1. A fusion gene of FGFR1 translocation hemotopathy, which is characterized in that: the fusion gene is formed by fusing TFG exon8 and FGFR1exon10, the accession number of the TFG gene sequence in GeneBank is NM-006070.6, and the accession number of the FGFR1 gene sequence in GeneBank is NM-023110.3; the fusion gene comprises a nucleotide sequence shown in SEQ ID NO. 3.

2. The application of the fusion gene of FGFR1 translocation hemotopathy of claim 1 as a detection target in preparing a diagnostic reagent of FGFR1 translocation hemotopathy.

3. PCR primers for detecting the fusion gene of FGFR1 translocation blood disease according to claim 1.

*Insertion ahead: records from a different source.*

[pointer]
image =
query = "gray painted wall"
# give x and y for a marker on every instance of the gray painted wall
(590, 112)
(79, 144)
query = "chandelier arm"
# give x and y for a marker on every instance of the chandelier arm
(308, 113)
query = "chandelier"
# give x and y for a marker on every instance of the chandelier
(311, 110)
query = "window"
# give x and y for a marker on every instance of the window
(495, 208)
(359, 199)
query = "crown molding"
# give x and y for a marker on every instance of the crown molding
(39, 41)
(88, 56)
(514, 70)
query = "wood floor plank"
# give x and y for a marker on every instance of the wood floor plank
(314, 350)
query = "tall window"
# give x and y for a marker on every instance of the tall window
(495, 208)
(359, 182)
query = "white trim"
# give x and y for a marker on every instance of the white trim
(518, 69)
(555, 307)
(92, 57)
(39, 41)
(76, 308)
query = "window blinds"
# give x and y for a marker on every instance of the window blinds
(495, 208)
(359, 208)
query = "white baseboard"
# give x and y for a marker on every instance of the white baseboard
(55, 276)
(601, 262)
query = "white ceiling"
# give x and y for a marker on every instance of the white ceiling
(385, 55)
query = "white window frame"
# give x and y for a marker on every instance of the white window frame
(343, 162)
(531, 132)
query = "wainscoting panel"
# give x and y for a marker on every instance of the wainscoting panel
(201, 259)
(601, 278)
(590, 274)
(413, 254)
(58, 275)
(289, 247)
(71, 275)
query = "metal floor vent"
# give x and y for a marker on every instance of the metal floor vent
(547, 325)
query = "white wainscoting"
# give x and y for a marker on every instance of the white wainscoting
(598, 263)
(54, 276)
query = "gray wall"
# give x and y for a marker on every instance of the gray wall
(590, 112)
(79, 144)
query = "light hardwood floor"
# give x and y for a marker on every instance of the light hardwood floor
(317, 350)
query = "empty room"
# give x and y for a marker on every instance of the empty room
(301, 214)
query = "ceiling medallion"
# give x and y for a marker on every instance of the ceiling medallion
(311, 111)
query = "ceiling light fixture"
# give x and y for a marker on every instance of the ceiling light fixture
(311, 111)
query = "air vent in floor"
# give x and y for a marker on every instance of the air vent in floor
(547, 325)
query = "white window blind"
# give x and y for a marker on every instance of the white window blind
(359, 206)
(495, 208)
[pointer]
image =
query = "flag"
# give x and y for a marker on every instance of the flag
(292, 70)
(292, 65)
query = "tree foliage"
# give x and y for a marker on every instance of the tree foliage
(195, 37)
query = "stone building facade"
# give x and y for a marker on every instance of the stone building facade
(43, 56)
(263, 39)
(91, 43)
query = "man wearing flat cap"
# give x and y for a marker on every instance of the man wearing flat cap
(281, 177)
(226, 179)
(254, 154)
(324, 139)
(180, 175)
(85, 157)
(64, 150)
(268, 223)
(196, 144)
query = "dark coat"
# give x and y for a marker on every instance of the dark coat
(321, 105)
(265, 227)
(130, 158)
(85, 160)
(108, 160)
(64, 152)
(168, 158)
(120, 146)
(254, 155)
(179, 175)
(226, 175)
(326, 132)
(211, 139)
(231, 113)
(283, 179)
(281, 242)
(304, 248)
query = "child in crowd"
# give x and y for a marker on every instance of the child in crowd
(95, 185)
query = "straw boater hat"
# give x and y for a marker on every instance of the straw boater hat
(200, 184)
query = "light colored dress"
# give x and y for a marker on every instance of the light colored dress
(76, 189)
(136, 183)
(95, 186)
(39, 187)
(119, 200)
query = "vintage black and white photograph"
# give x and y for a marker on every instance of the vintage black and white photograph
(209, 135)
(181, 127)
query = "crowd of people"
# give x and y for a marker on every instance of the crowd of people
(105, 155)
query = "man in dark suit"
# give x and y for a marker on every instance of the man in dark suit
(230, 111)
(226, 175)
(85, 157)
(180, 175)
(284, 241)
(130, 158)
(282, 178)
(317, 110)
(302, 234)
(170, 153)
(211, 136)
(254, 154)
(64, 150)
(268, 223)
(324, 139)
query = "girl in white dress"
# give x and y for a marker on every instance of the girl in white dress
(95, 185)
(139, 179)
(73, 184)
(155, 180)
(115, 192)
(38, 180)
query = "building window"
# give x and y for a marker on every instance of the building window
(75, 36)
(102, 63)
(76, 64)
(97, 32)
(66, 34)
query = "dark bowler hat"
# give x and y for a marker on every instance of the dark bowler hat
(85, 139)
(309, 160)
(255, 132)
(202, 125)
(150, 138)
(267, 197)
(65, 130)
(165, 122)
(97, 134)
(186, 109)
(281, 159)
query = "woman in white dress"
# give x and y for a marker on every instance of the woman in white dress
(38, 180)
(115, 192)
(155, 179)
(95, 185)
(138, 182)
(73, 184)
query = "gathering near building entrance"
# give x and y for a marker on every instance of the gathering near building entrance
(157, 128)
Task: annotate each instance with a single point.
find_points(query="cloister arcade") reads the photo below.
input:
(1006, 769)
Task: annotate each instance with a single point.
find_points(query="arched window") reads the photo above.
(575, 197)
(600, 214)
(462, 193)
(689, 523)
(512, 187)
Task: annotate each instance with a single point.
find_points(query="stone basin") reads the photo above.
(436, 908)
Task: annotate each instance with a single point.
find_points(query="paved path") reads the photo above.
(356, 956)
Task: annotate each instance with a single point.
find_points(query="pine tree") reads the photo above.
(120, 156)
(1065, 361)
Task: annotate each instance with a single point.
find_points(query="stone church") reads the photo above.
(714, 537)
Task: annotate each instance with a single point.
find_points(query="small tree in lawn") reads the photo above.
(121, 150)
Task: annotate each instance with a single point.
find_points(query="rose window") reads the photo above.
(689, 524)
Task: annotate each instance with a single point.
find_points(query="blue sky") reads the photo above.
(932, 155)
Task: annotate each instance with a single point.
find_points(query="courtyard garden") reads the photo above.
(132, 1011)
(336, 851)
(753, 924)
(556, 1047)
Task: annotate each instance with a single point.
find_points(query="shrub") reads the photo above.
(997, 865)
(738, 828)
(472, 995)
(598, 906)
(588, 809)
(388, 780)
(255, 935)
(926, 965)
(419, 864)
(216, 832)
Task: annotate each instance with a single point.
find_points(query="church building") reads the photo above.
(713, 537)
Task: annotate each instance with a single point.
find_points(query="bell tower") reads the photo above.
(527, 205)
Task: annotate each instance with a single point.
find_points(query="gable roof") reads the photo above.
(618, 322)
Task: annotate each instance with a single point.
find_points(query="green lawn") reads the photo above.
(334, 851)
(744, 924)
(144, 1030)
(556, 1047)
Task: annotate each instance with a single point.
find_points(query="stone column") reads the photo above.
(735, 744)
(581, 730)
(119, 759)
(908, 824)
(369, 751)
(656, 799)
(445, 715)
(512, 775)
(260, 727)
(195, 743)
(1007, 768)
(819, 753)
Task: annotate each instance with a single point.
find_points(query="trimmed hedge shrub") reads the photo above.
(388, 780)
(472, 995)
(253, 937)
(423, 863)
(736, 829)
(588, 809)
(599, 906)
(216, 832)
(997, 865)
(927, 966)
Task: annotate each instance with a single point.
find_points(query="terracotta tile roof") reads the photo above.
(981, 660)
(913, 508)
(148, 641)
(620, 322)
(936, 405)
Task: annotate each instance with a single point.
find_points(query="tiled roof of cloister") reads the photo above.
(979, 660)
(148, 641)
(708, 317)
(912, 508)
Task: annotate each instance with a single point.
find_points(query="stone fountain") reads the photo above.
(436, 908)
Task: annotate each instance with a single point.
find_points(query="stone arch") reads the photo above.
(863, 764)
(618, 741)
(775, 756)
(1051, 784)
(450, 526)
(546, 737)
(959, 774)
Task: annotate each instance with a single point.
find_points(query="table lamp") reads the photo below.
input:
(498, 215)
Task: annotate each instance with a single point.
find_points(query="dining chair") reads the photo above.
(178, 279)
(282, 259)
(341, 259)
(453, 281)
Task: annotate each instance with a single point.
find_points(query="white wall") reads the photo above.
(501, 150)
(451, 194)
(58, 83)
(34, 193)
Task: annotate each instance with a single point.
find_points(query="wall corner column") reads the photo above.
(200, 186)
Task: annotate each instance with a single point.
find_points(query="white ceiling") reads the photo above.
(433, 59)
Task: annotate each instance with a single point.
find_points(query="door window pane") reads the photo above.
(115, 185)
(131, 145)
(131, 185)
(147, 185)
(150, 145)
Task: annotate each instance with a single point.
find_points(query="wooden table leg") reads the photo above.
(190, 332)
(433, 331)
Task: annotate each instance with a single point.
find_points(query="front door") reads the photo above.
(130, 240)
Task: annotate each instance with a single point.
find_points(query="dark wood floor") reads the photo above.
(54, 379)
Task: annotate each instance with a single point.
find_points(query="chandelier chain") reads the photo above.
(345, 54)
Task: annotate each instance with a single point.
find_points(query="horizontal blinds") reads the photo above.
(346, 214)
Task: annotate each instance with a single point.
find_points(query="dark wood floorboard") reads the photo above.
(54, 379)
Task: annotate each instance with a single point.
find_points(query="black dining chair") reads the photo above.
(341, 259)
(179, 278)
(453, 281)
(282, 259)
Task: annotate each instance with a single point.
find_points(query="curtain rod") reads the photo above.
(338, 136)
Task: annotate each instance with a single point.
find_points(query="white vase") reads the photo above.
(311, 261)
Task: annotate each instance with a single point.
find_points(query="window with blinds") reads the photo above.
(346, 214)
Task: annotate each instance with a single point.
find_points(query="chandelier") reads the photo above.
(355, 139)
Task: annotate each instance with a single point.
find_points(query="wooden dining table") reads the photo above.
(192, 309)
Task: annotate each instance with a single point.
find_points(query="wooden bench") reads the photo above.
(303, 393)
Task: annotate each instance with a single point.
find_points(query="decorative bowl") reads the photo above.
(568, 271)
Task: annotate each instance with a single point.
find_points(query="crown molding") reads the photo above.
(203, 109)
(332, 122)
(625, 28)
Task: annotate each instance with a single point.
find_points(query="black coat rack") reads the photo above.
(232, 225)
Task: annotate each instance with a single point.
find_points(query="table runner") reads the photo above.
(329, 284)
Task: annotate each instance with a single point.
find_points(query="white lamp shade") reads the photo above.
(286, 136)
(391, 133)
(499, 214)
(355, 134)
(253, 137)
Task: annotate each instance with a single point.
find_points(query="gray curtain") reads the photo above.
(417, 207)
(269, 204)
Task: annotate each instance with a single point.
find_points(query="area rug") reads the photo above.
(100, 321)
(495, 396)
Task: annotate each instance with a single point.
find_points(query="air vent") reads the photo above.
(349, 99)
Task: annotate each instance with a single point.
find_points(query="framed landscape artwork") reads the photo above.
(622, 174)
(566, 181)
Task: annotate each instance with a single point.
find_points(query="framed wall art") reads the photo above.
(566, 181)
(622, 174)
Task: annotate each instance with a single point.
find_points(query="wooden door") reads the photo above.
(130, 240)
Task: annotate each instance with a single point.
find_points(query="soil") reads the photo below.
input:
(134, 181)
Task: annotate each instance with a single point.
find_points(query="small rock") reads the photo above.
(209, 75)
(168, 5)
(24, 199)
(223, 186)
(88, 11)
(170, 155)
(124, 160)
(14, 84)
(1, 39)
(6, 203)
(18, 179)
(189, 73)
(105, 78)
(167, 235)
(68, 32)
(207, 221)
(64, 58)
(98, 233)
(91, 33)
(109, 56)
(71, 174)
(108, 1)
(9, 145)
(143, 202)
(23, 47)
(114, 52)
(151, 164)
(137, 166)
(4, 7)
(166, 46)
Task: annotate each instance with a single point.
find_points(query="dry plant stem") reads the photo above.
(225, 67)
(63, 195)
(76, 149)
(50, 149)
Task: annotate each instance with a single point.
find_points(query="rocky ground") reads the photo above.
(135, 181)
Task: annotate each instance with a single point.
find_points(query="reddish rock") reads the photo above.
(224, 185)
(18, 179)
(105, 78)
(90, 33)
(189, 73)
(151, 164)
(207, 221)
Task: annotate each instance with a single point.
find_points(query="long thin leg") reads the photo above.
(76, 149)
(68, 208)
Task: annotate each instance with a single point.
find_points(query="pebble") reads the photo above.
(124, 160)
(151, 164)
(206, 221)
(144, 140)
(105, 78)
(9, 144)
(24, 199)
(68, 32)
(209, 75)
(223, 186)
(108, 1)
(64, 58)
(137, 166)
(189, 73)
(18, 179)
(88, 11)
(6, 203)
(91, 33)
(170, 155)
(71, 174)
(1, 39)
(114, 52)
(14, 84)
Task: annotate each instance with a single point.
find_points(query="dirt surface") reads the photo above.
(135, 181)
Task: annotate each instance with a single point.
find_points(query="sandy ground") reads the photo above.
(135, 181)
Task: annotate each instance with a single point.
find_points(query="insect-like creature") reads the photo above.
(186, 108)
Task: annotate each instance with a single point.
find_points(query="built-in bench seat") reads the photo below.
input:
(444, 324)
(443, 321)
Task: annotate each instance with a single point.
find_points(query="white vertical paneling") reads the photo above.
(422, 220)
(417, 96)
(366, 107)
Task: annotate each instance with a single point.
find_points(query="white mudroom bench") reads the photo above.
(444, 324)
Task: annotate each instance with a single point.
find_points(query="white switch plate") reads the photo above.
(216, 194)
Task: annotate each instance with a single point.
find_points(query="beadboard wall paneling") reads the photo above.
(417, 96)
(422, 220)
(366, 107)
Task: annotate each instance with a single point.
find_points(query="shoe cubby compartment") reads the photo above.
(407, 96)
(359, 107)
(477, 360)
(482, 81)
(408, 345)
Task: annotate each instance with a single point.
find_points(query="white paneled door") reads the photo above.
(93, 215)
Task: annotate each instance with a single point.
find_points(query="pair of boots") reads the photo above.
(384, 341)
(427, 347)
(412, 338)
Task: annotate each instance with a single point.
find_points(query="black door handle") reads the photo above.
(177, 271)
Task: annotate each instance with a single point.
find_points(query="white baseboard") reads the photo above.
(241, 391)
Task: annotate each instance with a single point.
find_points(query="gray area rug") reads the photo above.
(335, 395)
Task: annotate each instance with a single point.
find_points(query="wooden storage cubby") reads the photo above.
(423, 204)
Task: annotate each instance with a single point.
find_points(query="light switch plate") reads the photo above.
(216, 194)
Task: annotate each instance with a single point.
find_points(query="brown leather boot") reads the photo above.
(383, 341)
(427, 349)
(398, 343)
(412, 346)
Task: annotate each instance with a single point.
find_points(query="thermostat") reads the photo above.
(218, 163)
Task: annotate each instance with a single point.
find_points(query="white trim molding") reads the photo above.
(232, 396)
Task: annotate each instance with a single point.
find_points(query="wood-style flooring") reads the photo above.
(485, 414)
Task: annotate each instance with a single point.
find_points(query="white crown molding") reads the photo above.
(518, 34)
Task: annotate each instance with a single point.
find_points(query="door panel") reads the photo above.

4. The PCR primer of claim 3, wherein: the upstream primer is shown as SEQ ID NO.1, and the downstream primer is shown as SEQ ID NO. 2.

5. Use of the PCR primers of claim 3 or 4 in the preparation of a diagnostic reagent for FGFR1 translocation blood disease.

6. A diagnostic kit for FGFR1 translocation blood disease, which is characterized in that: the diagnostic kit comprises the PCR primer of claim 3 or 4.